The gladiators in the set include a retiarius with separate trident, and a secutor with separate sword arm and shield. There are also two referee figures (I'm guessing the figure with the staff behind his back is the summa rudis, while the other is his assistant). The final figure at the far right is the confector or "Charon".

The arms of the retiarius are set just a bit too wide, so either the arms or trident need to be modified for the hands to match up with the arms. I cut the shaft of one trident, and discovered that there was a metal wire under the resin.

The rod held by the summa rudis is missing the ends, so I'll add some new ones, but maybe I'll make it resemble the longer rods held by most of the referees in the Mosaic of Astyanax and Kalendio and the Mosaic of Symmachus and Maternus.

The confector is supposed to be dressed as Charon, but his mask makes him look more like Silenus.

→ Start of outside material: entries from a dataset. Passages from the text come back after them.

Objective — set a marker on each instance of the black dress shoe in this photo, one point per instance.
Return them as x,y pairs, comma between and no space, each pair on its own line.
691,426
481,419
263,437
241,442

I am using the two titles interchangeably, but the Wikipedia page on gladiators claims that the "Charon" is an official who accompanied the dead from the Roman gladiatorial arena, while other sources use the term confector (executioner) to describe the official responsible for delivering the coup de grâce to fallen gladiators.

Next are the three musicians consisting of a tibia player, a cornu player, and a hydraulis player.

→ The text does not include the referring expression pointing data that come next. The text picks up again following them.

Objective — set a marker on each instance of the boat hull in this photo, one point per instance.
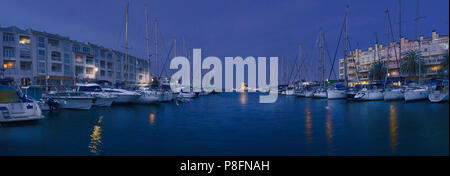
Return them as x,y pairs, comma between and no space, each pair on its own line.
337,94
75,103
393,95
416,95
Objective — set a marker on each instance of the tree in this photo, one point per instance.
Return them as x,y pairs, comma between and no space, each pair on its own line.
378,71
444,66
410,65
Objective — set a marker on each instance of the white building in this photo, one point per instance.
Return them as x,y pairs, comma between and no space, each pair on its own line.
41,58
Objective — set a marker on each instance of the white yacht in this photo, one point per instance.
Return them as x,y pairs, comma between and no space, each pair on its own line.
369,94
14,107
123,96
394,94
439,94
416,92
101,98
320,93
72,100
337,92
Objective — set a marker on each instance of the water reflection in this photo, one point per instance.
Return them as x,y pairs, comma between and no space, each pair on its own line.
96,136
329,126
243,98
152,118
308,125
393,128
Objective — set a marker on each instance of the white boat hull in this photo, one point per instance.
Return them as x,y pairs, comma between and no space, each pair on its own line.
14,112
75,103
438,97
416,95
102,101
123,99
369,96
337,94
390,95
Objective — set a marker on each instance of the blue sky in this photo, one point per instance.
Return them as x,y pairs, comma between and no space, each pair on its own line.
224,28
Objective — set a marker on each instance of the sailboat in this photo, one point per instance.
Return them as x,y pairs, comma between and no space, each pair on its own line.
321,91
339,91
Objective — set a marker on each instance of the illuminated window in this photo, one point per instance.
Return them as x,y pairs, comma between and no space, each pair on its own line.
79,59
9,64
24,40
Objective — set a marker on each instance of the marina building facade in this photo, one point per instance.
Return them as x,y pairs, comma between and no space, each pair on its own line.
32,57
360,62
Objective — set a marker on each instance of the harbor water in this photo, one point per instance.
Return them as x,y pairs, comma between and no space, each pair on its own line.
237,124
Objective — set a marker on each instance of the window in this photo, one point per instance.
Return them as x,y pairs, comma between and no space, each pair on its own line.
110,65
79,59
66,58
56,67
56,56
102,64
8,37
89,70
41,67
67,70
76,47
66,46
53,42
86,50
8,52
79,70
41,42
25,40
25,53
9,64
90,60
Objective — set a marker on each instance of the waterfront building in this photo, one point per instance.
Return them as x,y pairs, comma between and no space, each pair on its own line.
41,58
360,62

For some reason, this ensemble brings to mind the "Charge" fanfare from a modern hockey or baseball game.

It would have been nice if there were a second cornicen and a tuba player as seen in the Zliten mosaic.

Last up is a slave with a couple of dead bodies for him to dispose of.

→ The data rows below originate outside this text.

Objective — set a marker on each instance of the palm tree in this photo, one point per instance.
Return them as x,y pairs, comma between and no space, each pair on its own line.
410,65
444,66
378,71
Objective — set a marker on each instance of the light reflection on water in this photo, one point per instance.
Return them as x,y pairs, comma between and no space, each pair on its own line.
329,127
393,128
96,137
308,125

I think the only thing that the set is missing are a couple of boys with rakes for cleaning up unsightly spills on the arena floor.

Friday, May 7, 2021

PSC Sd.Kfz. 250 Alte

The Sd.Kfz. 250 is a light half-track that was used in a wide variety of roles by the German military during WWII.

The models produced by the Plastic Soldier Company come three to a box, and offer options to produce any of five different variants.

Assembly of the models is pretty simple, but the instructions are a bit muddled.

I added the interior parts for the Sd.Kfz. 250/11 to the standard parts of the Sd.Kfz. 250/7 for the first model. There is no indication of what the interior is supposed to be for the Sd.Kfz. 250/10, so I used the layout of the Sd.Kfz. 250/1 for the second model. I then used parts for both the Sd.Kfz. 250/11 and the Sd.Kfz. 250/1 in the final interior, but the wall bins ended up offset from each other.

For one of the no-neck drivers, I swapped the helmeted head for one wearing a field cap.

The fit of the upper and lower hull is not that great at the back end of the half-track, and I think this is the first PSC kit that I needed to use putty to fill gaps between parts.

I decided to give each half-track a different look for the rear mounted machine gun. I used a length of 1.2mm plastic rod and flattened the end on a makeshift hot plate to make a plain mounting post. I cut off the machine gun from another mount, and reattached it with a 90° rotation. The third one was left in its original state.

The Sd.Kfz. 250/7 is missing a base plate for the mortar on the back, but I think that I have something I can use from a Zvezda Art of Tactic set.

The folded carriage for the sPzB 41 has some unidentifiable box-like structure underneath, that I didn't see in any pictures of actual vehicles, so I modified the unfolded carriage to use in its place.

Since I used the interior of the Sd.Kfz. 250/1 for the Sd.Kfz. 250/10, it is easy to change between these two versions by merely swapping the machine gun shield and the 3.7cm Pak 36.

The extra sPzB 41 can be used with the carriage to make a standalone anti-tank gun, though there is no crew for it.

The assembled models look good and are very sturdy, making them ideal for gaming. I'm really tempted to get some more, just to make more variants of the Sd.Kfz. 250, but I will exercise self control since I have too many other kits to finish.